Prof. Motyka: Oddziały UPA przymusowo mobilizowały chłopów do zbrodni w Wołyniu
– Sprawcy założyli, że jeśli się przeprowadzi takie zbrodnie na Polakach, to stworzy się wyobrażenie, że oto ukraińscy chłopi sami z siebie chwycili za siekiery i poszli w bój – powiedział dla Telewizji Republika Prof. Grzegorz Motyka.
Szarek wziął udział w rozpoczęciu organizowanej przez IPN dwudniowej, międzynarodowej konferencji "II wojna światowa w stosunkach polsko-ukraińskich – stan badań, perspektywy badawcze". Jak podkreślił, Polskę i Ukrainę łączy trudne sąsiedztwo i wiele wieków wspólnej historii.

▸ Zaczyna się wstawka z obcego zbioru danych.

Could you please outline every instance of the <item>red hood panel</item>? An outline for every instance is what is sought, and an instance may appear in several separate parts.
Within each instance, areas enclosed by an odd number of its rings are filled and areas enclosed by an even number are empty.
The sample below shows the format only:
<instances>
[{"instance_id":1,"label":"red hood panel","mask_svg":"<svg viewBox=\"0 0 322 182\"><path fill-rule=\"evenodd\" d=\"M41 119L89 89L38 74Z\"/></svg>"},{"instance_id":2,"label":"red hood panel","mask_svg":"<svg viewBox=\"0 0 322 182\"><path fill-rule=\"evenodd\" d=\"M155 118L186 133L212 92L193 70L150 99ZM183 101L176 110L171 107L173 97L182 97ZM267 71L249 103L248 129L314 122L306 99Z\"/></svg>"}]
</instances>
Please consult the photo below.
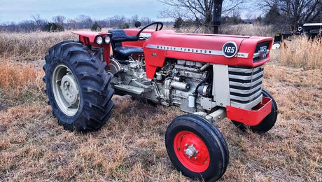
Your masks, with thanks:
<instances>
[{"instance_id":1,"label":"red hood panel","mask_svg":"<svg viewBox=\"0 0 322 182\"><path fill-rule=\"evenodd\" d=\"M232 66L256 66L269 61L267 58L253 63L253 56L258 43L273 38L219 34L178 34L173 31L158 31L144 43L146 74L149 78L154 76L157 67L163 66L166 58L174 58L211 64ZM223 46L234 42L237 54L231 58L223 55Z\"/></svg>"}]
</instances>

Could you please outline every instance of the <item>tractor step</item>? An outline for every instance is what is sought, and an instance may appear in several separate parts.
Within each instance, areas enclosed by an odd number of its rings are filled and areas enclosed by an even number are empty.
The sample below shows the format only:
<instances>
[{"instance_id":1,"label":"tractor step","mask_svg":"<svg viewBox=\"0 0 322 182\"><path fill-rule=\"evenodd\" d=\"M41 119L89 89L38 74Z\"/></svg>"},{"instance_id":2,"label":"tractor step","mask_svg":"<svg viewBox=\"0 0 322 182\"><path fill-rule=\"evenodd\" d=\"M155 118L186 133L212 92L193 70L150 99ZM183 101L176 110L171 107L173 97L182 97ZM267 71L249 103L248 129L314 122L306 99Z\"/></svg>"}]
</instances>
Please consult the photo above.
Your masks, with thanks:
<instances>
[{"instance_id":1,"label":"tractor step","mask_svg":"<svg viewBox=\"0 0 322 182\"><path fill-rule=\"evenodd\" d=\"M141 94L141 93L144 92L144 88L134 87L128 85L115 85L114 87L116 89L126 91L135 94Z\"/></svg>"}]
</instances>

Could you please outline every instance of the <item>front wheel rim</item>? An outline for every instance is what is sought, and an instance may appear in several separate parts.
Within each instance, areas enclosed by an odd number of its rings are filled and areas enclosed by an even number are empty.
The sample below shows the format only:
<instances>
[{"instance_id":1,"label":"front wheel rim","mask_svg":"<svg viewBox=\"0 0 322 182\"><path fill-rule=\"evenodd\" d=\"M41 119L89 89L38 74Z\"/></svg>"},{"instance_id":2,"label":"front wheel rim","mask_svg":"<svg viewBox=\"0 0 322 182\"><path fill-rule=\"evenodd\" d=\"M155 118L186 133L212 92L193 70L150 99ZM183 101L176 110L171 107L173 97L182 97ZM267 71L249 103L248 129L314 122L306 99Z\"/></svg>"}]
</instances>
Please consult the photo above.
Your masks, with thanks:
<instances>
[{"instance_id":1,"label":"front wheel rim","mask_svg":"<svg viewBox=\"0 0 322 182\"><path fill-rule=\"evenodd\" d=\"M210 164L210 155L204 141L195 133L182 131L174 141L174 152L180 162L188 169L201 173Z\"/></svg>"},{"instance_id":2,"label":"front wheel rim","mask_svg":"<svg viewBox=\"0 0 322 182\"><path fill-rule=\"evenodd\" d=\"M52 73L52 92L59 109L68 116L74 116L79 108L78 84L70 69L63 64L56 66Z\"/></svg>"}]
</instances>

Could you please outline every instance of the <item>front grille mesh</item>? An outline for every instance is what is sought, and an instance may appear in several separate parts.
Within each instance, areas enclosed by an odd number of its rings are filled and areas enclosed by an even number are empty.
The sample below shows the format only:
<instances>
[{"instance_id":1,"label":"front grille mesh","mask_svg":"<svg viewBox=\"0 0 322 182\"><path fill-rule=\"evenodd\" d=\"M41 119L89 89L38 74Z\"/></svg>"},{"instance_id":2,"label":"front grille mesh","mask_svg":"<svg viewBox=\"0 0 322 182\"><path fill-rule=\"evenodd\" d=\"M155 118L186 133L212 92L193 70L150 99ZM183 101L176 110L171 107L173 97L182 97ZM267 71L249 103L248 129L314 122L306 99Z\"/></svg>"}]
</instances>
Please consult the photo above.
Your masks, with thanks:
<instances>
[{"instance_id":1,"label":"front grille mesh","mask_svg":"<svg viewBox=\"0 0 322 182\"><path fill-rule=\"evenodd\" d=\"M264 64L251 68L229 66L230 101L247 104L261 96Z\"/></svg>"}]
</instances>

– Konferencja to dobre wydarzenie biorąc pod uwagę kryzys w relacjach polsko-ukraińskich. To sukces prezesa Szarka. Ta konferencja pozwoli naukowcom zastanowić się na obecnym stanem badań. (…) Tego typu procesy przebiegają bardzo powoli. Kropla draży jednak skałę – mówił nam prof. Motyka.
Prawda o zbrodni wołyńskiej
– Można mówić o konflikcie pamięci wokół tych wydarzeń. Po stronie ukraińskiej generalną linią jest to, że doszło do buntu ukraińskich chłopów po stronie polskiej i doszło do konfliktu po obu stronach – podkreślił Motyka.
– Po stronie Polskiej widzimy to tak, że była to antypolska, brutalna czystka, której celem było zamordowanie i wypędzenie Polaków z terytoriów, które Ukraina uważała za swoje – zaznaczył.
– Sprawcy założyli, że jeśli się przeprowadzi takie zbrodnie na Polakach, to stworzy się wyobrażenie, że oto ukraińscy chłopi sami z siebie chwycili za siekiery i poszli w bój – dodał.
– To było zorganizowane. To byli członkowie Bandery i powstańczej ukraińskiej armii. Oddziały UPA przymusowo mobilizowały chłopów do zbrodni w Wołyniu – powiedział.
– UPA przymuszając chłopów stworzyli wrażenie dzikiego wybuchu, którego rysy trudno dojrzeć. Wiele osób często wierzy, że to było spontaniczne oddolne. To nie jest prawda.
Konflikt vs. Rzeź
– Myślę, że ta konferencja w drobnym i niewielkim wymiarze będzie miała wpływ na nazewnictwo tych wydarzeń – mówił Motyka.
– Spór o ludobójstwo istnieje, ale podstawą konfliktu jest fakt, że po stronie ukraińskiej odrzuca się myśl, że to była zorganizowana akcja mordowania Polaków.
– Oni mówią „nie było żadnej zorganizowanej czystki antypolskiej” - zaznaczył.
– Ta organizacja tej antypolskiej akcji była bardzo duża – zwłaszcza, że to była partyzantka.
– Cała wypowiedź ministra Ukrainy pokazywała, że jest on przywiązany do wizji symetrycznego konfliktu. (…) Problem polega na tym, że po ukraińskiej była to zorganizowana akcja depolonizacji. Po polskiej stronie lokalni komendanci podejmowali owszem straszne decyzje – ale tylko w pojedynczych wsiach. W generalnej ocenie to są zupełnie różne rzeczy – powiedział prof. Motyka.
Czy Ukraińcy przeprosili?
– I tak i nie. Zawsze kiedy padały słowo przepraszam, to mówiono również o dwustronnym mordowaniu.
– Wiele osób boi się przyznać, że ta sama formacja, która walczyła o niepodległość Ukrainy dopuściła się mordu na Polakach, aby nie utracić tradycji – podkreślił.
– Najważniejsze, aby na grobach ofiar zarówno polskich jak i ukraińskich były krzyże. Potrzebne są ekshumacje. Rodziny będą miały miejsce, aby uczcić swoich bliskich – dodał.